In the nearby town of Prypiat, where reactor workers and their families lived, you can still see the remnants of their lives: newspapers from April 25, the day before the accident. In a playground, a Ferris Wheel once filled with squealing kids now rusts and creaks in the wind. 47 emergency workers died fighting the explosion. Tens of thousands were caught in the radioactive fall out. How many more died from cancer? Nobody really knows.
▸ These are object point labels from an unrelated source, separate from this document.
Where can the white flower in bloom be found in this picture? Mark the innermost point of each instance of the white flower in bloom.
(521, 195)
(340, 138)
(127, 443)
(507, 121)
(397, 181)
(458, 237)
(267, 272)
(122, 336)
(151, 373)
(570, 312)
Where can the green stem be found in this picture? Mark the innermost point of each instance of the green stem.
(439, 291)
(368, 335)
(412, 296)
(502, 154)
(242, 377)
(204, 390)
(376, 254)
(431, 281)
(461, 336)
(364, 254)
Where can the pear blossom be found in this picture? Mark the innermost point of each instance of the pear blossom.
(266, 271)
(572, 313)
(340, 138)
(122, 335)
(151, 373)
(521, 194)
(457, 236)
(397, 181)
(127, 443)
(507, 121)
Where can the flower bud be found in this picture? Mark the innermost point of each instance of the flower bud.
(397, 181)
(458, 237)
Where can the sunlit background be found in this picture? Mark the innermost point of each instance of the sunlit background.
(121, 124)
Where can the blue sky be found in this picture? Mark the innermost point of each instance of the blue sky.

But these days the only time I give any thought to Chernobyl nuclear reactors, or power generating plants at all, is when I get my monthly electric bill. It’s been going up. A lot. And that’s got me thinking: sure, I’m worried about global warming, and nukes don’t produce greenhouse gases. And they’re safe… if you don’t worry about the 100,000-year half life of the radioactive waste. Or terrorists. Or an accident.
But I need my electricity. It’s the lifeblood for all the gizmos and gadgets; my cell phones, PDAs, laptop, and mp3 players. Efficiency experts call them energy vampires, and they’re slowly bleeding me. They’re on 24-7
Today, a TV uses more energy during the 20 hours its on stand by then the four hours you watch it. If we just unplugged these devices we’d drive a stake through the vamp amps, and the nation would need 20 fewer power plants. But how realistic is that? Well at least on one day this April 26, on the 20th anniversary of Chernobyl, I’m going to pull the plug on my kitchen full of energy wasters. The people who lived and died in Pripyat deserve at least that.